With automatic injection enabled, the parent job information and transport configuration are added automatically, so you only need to configure the Spark OpenLineage listener and namespace.

Manual Configuration Using Macros

If you need more control over the configuration that Airflow injects into Spark application, you can use the OpenLineage macros. See OpenLineage Job Hierarchy & Macros.

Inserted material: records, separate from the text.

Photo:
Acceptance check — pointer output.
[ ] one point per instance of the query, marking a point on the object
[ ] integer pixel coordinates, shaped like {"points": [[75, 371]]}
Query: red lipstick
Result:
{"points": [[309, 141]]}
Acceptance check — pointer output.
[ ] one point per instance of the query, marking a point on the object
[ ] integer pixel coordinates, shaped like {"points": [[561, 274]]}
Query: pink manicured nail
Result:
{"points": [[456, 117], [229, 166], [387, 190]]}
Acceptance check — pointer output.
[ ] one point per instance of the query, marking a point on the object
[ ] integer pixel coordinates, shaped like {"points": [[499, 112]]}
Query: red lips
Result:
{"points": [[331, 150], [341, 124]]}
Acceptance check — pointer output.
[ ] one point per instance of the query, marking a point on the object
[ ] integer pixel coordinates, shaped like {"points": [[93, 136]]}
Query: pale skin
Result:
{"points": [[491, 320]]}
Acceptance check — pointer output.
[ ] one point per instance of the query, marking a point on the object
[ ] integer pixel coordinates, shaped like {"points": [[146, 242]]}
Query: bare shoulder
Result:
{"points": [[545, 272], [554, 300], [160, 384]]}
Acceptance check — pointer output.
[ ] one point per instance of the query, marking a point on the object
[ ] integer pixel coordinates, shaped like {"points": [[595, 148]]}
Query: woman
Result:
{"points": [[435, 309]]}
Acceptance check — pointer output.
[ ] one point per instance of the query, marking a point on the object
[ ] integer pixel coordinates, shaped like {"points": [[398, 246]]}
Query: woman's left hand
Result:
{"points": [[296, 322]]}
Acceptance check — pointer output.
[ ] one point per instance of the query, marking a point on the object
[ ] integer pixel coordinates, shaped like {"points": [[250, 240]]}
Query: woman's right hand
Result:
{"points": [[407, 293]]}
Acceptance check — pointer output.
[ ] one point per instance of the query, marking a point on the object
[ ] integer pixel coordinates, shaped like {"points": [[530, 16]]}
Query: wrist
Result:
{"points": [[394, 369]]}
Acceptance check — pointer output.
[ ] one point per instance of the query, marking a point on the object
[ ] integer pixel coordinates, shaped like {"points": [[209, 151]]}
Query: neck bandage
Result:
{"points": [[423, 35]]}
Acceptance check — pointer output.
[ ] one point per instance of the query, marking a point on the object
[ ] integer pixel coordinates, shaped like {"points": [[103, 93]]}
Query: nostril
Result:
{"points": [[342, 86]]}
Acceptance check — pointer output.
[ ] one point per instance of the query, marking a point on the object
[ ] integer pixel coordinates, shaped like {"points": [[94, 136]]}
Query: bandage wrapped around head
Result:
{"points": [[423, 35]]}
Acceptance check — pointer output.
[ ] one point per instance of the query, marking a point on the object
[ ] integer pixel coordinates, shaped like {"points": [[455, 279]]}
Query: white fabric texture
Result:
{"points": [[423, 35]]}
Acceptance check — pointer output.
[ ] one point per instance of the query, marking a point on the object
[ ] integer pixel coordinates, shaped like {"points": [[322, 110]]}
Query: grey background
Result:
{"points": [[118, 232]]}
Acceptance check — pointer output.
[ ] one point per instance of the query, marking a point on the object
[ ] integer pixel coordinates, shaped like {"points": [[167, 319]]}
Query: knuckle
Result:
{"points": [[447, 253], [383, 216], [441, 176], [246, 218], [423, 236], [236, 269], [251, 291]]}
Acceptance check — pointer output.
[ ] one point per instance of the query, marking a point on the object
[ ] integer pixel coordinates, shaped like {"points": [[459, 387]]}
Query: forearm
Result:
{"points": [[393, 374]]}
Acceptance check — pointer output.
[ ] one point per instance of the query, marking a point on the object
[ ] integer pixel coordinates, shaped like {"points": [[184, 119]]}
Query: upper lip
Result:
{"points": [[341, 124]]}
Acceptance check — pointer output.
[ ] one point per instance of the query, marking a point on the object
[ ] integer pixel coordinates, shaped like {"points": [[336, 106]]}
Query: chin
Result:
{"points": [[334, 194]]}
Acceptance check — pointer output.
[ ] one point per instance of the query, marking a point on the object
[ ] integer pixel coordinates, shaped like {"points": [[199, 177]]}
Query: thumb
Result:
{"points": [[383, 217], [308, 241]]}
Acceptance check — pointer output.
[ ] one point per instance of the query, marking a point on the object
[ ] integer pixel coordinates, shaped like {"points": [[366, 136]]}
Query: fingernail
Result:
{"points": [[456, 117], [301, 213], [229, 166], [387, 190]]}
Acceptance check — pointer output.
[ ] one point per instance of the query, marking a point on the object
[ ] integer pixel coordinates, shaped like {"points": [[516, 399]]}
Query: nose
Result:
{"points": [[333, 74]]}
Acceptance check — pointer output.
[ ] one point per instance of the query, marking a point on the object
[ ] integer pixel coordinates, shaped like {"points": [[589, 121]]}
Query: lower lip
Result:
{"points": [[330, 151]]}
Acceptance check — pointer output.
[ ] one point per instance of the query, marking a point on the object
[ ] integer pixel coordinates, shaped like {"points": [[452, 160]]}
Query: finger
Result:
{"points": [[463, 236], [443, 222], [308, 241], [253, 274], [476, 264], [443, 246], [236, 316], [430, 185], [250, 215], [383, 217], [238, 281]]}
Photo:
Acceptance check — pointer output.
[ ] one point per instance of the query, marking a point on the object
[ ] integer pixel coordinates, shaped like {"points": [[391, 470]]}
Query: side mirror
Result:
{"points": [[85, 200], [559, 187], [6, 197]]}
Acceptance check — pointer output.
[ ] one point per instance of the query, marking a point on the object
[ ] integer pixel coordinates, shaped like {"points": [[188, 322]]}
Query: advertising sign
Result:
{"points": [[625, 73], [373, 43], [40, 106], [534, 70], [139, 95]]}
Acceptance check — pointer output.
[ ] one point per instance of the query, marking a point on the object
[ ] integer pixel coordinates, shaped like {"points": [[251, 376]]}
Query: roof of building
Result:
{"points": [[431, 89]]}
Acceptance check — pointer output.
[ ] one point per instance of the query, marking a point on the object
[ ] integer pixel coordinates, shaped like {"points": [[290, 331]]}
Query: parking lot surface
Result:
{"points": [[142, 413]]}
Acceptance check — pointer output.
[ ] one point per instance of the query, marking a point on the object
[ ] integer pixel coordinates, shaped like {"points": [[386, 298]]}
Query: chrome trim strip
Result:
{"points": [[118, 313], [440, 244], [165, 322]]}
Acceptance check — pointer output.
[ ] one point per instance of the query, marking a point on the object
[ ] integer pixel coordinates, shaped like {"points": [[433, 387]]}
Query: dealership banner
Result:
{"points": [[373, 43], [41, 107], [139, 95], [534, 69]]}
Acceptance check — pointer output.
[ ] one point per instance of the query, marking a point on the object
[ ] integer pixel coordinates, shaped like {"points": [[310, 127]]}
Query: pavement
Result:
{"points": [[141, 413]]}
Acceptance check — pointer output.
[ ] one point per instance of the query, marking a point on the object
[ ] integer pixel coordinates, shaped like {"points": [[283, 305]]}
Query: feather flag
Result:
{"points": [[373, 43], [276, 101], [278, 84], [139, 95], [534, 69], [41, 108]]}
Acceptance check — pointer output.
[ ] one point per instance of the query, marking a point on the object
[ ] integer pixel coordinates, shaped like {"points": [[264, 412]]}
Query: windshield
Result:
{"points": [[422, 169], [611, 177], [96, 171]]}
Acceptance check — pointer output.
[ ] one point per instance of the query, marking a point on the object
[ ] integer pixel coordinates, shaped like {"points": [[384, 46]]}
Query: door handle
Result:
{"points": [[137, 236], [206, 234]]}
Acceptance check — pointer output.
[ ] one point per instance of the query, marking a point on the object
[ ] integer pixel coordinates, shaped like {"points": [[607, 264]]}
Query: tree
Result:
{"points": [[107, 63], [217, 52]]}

Example with manual configuration:

SparkSubmitOperator(
    task_id="my_task",
    application="/path/to/spark/app.py",
    conf={
        # Spark OpenLineage listener and packages
        "spark.extraListeners": "io.openlineage.spark.agent.OpenLineageSparkListener",
        "spark.jars.packages": "io.openlineage:openlineage-spark_${SCALA_BINARY_VERSION}:1.41.0",
        # Spark OpenLineage namespace
        "spark.openlineage.namespace": "my-spark-namespace",
        # Transport configuration
        "spark.openlineage.transport.type": "http",
        "spark.openlineage.transport.url": "http://openlineage-backend:5000",
        "spark.openlineage.transport.endpoint": "api/v1/lineage",
        "spark.openlineage.transport.auth.type": "api_key",
        "spark.openlineage.transport.auth.apiKey": "your-api-key",
        # Parent job information (using macros)
        "spark.openlineage.parentJobNamespace": "{{ macros.OpenLineageProviderPlugin.lineage_job_namespace() }}",
        "spark.openlineage.parentJobName": "{{ macros.OpenLineageProviderPlugin.lineage_job_name(task_instance) }}",
        "spark.openlineage.parentRunId": "{{ macros.OpenLineageProviderPlugin.lineage_run_id(task_instance) }}",
        # Root parent job information (using macros)
        "spark.openlineage.rootParentJobNamespace": "{{ macros.OpenLineageProviderPlugin.lineage_root_job_namespace(task_instance) }}",
        "spark.openlineage.rootParentJobName": "{{ macros.OpenLineageProviderPlugin.lineage_root_job_name(task_instance) }}",
        "spark.openlineage.rootParentRunId": "{{ macros.OpenLineageProviderPlugin.lineage_root_run_id(task_instance) }}",
    },
)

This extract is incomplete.